Cosby, who posted $1 million bail, had been confined to his home outside Philadelphia during the last five months, fitted with a GPS monitor and limited to travel only to visit his attorneys or for medical reasons.

Before the judge classified Cosby as a sexual predator, a final defense witness, psychologist Timothy Foley, said the actor did not present a significant risk to the community. “He’s extraordinarily low risk,” Foley said, noting that recidivism in sexual assault cases declines as a product of age and Cosby had no known instances of sexual misconduct over the last 14 years.

On Monday, a psychologist testifying for the prosecution said Cosby had used his “power and prestige” to meet and befriend women, whom he then drugged and assaulted.
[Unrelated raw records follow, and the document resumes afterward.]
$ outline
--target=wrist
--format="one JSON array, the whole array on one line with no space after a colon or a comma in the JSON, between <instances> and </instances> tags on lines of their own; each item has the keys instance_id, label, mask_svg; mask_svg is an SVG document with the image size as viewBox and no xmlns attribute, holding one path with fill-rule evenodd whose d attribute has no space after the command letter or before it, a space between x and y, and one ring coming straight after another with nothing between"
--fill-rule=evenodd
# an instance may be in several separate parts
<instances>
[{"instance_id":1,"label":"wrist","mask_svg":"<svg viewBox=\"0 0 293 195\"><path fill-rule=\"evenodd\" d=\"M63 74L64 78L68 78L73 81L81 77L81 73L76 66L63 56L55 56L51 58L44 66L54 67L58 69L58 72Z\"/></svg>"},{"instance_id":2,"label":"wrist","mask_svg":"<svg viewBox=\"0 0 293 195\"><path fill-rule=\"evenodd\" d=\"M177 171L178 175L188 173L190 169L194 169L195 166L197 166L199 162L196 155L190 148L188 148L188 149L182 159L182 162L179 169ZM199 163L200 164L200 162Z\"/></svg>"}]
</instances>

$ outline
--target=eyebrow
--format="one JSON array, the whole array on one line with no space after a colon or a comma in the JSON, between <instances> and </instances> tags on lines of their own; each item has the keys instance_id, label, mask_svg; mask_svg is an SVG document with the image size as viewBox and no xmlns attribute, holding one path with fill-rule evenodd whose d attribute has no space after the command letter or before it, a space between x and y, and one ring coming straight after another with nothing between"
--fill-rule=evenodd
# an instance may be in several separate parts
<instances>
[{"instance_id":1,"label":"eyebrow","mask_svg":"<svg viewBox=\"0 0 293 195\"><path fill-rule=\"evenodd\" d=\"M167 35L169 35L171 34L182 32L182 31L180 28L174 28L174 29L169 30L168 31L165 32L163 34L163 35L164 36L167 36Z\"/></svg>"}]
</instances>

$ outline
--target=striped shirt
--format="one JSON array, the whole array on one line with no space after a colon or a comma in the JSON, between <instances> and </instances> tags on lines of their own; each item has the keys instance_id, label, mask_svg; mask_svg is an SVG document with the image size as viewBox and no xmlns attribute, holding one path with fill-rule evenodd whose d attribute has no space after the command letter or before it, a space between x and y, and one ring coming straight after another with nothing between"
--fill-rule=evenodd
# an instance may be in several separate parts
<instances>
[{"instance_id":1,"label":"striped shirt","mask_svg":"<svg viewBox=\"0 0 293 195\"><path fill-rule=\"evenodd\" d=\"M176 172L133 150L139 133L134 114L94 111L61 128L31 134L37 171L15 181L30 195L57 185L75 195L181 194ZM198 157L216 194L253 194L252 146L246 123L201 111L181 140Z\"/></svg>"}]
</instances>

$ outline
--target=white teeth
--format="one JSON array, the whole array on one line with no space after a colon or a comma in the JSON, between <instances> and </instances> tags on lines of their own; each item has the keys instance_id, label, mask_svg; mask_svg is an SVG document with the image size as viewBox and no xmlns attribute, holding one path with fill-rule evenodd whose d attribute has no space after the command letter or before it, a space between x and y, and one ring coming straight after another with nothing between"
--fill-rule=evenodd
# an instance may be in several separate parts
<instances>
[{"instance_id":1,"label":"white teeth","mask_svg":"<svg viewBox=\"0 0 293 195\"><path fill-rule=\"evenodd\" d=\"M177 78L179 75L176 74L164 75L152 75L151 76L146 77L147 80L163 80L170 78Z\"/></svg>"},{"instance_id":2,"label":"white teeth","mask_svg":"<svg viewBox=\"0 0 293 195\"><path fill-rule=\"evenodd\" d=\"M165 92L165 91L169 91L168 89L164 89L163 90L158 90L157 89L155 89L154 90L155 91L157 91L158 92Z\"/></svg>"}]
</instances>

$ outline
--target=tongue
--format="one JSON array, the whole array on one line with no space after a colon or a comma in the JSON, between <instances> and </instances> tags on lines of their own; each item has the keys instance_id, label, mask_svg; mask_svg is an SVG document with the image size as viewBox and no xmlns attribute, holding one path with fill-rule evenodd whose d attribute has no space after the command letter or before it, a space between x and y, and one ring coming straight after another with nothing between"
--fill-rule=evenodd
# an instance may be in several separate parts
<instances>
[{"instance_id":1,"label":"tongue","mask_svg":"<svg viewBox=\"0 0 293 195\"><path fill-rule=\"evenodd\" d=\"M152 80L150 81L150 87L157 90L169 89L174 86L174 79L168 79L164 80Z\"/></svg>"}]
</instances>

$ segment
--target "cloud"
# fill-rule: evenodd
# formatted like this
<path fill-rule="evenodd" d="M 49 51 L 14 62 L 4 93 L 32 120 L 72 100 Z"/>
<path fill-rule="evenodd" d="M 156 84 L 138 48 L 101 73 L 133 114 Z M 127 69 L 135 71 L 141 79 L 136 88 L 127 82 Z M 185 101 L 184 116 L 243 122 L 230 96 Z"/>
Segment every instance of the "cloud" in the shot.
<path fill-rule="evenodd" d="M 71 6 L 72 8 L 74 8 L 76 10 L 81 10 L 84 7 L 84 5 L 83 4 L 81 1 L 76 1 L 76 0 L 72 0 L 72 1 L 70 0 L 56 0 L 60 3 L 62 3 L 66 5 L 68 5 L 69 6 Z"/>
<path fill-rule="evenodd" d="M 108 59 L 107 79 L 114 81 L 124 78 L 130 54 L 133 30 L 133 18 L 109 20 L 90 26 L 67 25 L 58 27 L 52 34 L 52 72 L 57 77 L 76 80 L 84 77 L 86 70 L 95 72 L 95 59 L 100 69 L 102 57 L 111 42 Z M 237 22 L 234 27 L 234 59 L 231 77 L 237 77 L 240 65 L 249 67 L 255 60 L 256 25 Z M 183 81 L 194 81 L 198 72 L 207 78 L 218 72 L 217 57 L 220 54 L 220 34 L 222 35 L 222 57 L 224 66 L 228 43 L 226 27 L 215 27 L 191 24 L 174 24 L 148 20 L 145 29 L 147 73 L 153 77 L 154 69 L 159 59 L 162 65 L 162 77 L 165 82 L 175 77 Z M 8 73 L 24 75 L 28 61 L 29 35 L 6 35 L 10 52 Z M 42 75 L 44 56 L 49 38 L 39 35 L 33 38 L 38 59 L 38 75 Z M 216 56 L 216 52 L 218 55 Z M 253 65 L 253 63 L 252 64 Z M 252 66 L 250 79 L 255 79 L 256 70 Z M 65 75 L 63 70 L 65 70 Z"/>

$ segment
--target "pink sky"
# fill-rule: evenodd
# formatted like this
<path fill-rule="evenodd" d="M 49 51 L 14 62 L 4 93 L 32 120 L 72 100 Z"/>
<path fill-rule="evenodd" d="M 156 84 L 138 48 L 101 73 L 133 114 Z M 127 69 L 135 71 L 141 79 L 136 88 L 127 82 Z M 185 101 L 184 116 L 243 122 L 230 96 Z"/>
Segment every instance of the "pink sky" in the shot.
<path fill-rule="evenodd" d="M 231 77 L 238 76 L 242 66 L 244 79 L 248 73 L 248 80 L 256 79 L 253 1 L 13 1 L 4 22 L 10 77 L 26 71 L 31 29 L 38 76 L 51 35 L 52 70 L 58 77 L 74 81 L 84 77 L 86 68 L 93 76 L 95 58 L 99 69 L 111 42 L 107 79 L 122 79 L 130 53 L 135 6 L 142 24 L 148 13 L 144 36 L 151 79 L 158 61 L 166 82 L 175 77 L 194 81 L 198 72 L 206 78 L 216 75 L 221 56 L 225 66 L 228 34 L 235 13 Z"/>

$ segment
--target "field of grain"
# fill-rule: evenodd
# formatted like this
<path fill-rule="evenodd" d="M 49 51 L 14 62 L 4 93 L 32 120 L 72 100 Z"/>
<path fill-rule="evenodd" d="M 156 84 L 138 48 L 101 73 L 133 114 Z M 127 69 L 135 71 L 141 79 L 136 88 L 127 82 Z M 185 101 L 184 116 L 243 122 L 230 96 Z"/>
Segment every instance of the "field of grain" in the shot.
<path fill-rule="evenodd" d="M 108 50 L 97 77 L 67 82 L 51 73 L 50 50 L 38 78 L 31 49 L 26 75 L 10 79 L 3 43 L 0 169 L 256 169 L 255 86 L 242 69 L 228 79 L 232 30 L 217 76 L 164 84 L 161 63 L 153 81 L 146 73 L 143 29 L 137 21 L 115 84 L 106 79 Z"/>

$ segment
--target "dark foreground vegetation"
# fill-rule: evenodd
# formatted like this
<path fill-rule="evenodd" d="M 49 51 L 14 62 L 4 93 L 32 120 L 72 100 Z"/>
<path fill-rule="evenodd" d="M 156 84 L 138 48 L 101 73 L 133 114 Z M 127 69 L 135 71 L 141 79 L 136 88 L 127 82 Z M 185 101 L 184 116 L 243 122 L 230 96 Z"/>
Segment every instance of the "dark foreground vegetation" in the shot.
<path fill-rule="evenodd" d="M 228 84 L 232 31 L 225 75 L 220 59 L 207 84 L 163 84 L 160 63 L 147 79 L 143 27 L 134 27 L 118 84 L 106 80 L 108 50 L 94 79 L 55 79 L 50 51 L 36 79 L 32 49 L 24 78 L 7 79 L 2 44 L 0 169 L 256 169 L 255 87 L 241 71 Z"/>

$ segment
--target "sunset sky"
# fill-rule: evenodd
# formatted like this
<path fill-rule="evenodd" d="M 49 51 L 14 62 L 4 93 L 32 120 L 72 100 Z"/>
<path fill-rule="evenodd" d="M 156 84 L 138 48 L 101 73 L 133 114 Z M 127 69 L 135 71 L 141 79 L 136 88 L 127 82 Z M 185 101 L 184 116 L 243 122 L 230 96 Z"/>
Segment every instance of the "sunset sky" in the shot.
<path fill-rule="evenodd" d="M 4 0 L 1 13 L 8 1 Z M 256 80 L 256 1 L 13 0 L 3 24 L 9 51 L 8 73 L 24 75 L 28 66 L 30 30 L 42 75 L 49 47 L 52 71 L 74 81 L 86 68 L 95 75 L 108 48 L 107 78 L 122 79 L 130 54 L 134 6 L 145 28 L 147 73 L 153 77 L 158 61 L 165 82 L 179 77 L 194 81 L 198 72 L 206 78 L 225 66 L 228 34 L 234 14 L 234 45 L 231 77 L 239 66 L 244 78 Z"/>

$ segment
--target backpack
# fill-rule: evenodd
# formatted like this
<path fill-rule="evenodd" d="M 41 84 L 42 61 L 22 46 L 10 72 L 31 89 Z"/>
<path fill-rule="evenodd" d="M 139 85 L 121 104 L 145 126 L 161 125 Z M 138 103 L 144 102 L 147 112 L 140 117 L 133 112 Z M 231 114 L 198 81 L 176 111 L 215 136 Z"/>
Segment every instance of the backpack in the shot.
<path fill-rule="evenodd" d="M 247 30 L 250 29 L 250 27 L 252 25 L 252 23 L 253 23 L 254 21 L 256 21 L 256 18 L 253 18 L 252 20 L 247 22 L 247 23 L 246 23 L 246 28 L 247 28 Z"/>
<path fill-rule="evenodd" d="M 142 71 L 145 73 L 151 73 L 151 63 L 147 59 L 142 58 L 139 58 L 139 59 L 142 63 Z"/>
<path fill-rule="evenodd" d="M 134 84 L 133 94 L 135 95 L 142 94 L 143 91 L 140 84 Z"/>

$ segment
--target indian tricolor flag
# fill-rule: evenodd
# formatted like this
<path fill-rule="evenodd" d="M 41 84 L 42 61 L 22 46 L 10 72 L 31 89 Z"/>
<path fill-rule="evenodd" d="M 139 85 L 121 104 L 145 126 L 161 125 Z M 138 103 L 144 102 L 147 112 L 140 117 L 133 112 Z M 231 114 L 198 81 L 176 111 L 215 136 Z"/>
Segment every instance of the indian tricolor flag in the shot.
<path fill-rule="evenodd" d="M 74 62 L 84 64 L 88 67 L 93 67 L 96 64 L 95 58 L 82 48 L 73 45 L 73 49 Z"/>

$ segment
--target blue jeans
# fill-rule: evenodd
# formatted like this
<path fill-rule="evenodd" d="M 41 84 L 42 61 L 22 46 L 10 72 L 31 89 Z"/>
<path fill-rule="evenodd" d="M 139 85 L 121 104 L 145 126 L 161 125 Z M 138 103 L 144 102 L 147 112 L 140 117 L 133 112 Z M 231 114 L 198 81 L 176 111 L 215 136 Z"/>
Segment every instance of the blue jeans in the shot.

She said he remained a risk to the community and that it was likely he could offend again.

In a written victim impact statement given to the court, Constand reflected on her role in being the lone women to take on Cosby in criminal court.

“I have often asked myself why the burden of being the sole witness in two criminal trials had to fall to me. The pressure was _ enormous. I knew that how my testimony was perceived _ that how I was perceived _ would have an impact on every member of the jury and on the future mental and emotional well-being of every sexual assault victim who came before me,” Constand wrote. “But I had to testify. It was the right thing to do, and I wanted to do the right thing, even if it was the most difficult thing I’ve ever done. When the first trial ended in a mistrial, I didn’t hesitate to step up again.”